【完】ボクと風俗嬢と琴の音
全然タイプじゃない。
背なんかちんちくりんで、メイクも濃くて
カラコンでかすぎて怖いって思うし
金髪の子なんてテレビの中でさえ良いと思った事がないし、派手なぐるぐる巻きも好きじゃない。
煙草も酒も飲む女も嫌いだし
服装だって女の子らしくない。
物事をはっきり言って、すぐに人に喧嘩ごしになるし
口だって悪くて
全然好きじゃなかったのに…。
苦手なところばかりだと思ってたはずなのに、自分とは正反対の人間だと思っていた。
けれど好きじゃないところ以上に、俺は君の良いところを沢山知っている。
頭でイメージする好きなタイプの人よりも、君は俺の心へいつの間にか入り込んできた。そして深く深く突き刺すんだ。
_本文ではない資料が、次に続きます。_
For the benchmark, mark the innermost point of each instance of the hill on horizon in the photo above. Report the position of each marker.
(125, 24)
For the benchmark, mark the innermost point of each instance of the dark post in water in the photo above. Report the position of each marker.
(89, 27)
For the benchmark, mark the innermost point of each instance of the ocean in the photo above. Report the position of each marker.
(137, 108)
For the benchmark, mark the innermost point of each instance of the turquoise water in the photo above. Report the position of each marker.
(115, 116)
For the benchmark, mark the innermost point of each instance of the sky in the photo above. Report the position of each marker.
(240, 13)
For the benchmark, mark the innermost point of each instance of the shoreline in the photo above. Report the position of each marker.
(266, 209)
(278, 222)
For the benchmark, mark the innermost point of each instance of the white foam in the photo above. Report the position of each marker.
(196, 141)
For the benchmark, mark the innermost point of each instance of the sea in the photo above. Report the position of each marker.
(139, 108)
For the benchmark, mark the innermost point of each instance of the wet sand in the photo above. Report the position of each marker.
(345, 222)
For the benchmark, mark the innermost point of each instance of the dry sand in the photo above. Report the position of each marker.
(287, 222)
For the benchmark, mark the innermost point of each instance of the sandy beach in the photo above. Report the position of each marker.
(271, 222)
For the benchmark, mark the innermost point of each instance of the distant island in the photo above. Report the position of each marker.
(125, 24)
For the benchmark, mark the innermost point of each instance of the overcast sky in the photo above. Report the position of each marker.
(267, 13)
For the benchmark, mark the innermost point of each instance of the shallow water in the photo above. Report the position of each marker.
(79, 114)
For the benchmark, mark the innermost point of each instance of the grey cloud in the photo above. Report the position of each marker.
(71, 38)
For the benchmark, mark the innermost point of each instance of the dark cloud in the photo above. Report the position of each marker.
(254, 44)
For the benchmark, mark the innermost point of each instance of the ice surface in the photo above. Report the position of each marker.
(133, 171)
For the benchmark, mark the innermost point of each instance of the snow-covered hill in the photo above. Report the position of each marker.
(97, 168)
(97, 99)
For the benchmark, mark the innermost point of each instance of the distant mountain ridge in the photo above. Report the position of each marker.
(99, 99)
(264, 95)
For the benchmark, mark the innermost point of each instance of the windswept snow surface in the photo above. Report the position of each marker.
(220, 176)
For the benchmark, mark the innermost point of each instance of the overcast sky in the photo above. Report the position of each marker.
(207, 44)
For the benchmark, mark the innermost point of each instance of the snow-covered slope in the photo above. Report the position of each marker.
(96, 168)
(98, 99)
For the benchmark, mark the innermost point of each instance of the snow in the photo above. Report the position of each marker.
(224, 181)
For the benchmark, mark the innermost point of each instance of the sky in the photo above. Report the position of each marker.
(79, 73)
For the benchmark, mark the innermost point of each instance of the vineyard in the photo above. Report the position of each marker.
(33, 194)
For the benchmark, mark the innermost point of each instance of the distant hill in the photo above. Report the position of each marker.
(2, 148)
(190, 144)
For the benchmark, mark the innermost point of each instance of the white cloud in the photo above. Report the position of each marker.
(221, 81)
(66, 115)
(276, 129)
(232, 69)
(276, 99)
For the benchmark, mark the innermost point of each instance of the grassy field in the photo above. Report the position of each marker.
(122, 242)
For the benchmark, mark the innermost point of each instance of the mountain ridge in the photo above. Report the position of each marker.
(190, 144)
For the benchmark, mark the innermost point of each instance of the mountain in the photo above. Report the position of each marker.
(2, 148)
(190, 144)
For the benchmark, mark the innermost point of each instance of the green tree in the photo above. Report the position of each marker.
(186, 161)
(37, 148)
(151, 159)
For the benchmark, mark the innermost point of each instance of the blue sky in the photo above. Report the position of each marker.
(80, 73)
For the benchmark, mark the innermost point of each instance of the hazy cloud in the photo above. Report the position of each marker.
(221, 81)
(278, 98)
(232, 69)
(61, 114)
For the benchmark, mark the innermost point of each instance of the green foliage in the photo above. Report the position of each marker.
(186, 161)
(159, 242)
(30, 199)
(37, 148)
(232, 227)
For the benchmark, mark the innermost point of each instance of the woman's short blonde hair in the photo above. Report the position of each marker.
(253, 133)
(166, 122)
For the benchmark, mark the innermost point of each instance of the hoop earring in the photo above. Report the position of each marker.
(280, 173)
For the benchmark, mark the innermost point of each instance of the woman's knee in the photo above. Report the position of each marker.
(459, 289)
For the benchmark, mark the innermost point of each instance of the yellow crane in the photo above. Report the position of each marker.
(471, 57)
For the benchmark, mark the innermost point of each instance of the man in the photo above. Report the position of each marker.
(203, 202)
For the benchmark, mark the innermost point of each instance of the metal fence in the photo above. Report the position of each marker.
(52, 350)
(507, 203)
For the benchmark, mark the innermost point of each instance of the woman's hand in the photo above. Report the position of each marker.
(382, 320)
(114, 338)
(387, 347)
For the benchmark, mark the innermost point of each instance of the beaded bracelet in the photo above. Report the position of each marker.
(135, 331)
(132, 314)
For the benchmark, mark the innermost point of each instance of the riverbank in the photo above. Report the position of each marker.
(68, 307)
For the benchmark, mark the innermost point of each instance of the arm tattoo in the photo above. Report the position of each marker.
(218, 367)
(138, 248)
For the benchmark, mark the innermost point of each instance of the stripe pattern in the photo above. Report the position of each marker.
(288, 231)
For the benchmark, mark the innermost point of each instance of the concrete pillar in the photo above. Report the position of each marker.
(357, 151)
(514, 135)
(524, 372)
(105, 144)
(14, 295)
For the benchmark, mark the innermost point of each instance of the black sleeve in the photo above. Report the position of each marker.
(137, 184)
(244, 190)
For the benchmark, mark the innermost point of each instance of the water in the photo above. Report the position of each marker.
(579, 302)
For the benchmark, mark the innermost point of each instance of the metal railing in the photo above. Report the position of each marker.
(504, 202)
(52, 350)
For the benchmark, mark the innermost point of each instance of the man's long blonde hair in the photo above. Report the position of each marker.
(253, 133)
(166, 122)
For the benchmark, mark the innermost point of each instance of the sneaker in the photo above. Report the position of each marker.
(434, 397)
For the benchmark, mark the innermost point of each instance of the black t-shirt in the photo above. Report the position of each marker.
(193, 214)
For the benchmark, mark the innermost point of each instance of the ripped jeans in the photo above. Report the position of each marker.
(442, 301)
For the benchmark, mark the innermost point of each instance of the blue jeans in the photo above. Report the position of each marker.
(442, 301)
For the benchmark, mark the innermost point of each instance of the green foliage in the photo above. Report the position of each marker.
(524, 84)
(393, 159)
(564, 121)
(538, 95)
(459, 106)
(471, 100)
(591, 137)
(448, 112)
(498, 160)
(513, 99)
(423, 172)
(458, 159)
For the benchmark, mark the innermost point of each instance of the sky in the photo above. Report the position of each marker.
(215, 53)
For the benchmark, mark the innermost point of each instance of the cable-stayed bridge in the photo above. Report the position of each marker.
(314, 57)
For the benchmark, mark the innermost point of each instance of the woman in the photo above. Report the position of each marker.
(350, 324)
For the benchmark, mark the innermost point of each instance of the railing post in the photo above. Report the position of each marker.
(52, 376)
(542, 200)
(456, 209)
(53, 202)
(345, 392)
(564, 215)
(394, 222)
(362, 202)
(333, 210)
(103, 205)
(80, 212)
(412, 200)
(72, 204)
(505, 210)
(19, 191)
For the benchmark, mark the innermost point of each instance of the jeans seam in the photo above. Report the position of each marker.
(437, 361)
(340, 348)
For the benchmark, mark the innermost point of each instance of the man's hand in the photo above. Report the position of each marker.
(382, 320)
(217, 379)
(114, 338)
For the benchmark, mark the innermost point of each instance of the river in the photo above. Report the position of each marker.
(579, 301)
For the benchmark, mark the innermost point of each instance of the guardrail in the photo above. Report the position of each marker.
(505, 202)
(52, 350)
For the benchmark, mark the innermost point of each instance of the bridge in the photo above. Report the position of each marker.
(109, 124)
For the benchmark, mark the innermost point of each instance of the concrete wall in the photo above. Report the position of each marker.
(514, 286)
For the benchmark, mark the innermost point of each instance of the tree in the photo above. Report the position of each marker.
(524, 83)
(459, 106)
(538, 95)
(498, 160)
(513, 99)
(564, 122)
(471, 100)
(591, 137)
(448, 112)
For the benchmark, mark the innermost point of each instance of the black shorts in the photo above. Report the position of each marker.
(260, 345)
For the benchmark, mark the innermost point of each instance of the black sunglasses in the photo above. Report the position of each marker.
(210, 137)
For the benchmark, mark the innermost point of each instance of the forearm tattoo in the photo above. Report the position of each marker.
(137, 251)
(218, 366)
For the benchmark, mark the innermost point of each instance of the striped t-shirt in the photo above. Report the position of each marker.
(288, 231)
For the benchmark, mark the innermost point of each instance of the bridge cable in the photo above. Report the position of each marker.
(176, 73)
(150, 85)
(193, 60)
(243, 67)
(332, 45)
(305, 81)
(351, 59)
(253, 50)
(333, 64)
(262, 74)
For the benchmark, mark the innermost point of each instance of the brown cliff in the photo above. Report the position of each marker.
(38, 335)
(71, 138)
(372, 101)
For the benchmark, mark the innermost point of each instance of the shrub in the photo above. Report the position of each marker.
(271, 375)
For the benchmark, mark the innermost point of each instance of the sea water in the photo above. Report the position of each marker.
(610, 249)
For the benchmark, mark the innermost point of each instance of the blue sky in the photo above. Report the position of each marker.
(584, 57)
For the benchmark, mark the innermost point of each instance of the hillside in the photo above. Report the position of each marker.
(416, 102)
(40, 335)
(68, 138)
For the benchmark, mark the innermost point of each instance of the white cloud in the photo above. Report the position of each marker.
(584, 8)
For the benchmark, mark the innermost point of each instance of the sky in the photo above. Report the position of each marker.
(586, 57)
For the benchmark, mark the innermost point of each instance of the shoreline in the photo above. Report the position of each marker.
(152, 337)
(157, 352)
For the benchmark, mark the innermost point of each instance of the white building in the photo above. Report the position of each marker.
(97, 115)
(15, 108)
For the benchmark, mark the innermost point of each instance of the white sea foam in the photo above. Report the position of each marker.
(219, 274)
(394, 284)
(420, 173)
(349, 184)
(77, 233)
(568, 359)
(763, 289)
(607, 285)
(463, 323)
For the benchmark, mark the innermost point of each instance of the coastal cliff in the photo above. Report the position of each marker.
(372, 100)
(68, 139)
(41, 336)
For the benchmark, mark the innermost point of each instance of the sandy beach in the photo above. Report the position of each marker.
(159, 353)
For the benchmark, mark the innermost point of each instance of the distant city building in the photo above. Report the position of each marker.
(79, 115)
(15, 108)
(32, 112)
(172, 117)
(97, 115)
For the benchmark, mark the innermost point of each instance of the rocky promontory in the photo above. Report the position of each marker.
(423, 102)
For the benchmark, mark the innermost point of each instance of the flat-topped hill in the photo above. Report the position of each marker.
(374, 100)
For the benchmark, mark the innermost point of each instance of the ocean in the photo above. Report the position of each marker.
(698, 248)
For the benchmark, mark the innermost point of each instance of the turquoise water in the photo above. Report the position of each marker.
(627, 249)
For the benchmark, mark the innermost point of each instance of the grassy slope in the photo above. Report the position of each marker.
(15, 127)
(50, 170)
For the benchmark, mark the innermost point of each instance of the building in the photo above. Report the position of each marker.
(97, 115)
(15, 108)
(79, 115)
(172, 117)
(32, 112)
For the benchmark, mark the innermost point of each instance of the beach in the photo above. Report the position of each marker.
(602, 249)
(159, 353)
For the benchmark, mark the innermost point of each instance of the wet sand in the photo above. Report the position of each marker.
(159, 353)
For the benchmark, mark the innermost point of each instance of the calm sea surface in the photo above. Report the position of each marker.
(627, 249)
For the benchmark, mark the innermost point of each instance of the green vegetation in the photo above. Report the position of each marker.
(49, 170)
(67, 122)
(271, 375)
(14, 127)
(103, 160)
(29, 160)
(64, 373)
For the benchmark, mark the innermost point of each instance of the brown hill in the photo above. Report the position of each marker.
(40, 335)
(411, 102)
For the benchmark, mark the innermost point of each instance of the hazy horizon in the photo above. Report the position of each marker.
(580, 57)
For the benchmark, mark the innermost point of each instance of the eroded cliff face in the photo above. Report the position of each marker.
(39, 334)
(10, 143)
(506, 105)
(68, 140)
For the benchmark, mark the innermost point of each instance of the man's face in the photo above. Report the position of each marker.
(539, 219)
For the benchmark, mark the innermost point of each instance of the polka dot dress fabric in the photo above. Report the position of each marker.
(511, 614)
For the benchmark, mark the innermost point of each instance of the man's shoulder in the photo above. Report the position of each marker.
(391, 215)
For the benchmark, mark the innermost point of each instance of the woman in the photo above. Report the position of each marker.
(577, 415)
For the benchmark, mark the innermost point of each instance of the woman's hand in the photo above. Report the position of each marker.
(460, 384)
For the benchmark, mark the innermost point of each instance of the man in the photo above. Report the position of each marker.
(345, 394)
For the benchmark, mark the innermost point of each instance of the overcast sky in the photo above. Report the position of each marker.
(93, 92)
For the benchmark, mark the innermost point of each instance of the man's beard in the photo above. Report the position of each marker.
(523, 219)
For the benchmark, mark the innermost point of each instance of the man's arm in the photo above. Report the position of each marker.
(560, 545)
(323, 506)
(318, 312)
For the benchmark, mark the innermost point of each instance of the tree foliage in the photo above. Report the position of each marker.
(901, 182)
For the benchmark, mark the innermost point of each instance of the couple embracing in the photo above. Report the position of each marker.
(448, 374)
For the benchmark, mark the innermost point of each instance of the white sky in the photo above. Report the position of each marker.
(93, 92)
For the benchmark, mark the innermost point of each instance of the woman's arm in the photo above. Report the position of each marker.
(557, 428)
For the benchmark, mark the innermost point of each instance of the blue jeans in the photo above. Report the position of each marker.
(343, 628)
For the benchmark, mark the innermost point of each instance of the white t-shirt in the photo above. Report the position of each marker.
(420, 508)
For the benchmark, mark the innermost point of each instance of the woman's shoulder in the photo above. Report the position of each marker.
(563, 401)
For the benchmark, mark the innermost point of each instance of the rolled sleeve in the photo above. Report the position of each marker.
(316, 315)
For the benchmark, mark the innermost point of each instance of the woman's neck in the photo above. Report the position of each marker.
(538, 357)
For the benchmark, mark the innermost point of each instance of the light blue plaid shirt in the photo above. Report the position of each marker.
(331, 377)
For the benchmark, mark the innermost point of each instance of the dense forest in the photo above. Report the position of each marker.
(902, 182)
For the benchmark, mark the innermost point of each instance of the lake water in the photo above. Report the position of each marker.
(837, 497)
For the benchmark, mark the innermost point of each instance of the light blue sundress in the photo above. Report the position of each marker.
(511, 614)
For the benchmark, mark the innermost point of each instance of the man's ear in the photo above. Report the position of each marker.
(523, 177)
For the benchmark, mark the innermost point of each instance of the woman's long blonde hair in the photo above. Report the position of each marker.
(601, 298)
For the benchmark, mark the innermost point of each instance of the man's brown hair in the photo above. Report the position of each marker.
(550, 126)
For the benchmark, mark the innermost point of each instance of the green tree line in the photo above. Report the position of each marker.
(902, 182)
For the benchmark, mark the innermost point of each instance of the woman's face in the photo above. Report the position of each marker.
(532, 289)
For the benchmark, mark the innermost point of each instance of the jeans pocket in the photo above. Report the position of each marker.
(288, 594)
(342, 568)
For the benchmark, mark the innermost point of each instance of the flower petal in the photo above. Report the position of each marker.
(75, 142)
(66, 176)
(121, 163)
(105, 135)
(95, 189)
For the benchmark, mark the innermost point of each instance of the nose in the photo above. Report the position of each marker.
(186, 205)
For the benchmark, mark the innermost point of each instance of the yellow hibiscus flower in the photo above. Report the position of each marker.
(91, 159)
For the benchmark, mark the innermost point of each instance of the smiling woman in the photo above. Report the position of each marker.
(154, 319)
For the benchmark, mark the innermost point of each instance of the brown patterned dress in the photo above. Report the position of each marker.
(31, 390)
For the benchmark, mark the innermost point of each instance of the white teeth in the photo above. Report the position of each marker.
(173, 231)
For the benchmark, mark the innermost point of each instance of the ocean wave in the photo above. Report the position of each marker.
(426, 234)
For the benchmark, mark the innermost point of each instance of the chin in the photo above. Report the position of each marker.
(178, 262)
君が何気なく取る行動のひとつひとつが。
惨めだ。
俺がどれ程好きだと思っていたって、彼女は俺の事なんてちっとも恋愛対象じゃない。
好きだと意識してから、本当は一緒に住むのなんか全然平気じゃない。
けれどそれを言ってしまえば君は困るだろうから、そんな気持ちは自分の胸の奥の中に押し隠して
でも本音を言ってしまえば…それはとても汚いものだから。
俺は琴子を女として見ている。
恋愛対象として見ている。
触れたいし、いつかのあの夜みたいにキスだってしたい。
自分の中に性欲なんてダイレクトな物は少ないと思っていたはずなのに、好きな相手が無防備に目の前にいたら、そういう行為だってしたくなる欲求は人並みにあるわけで。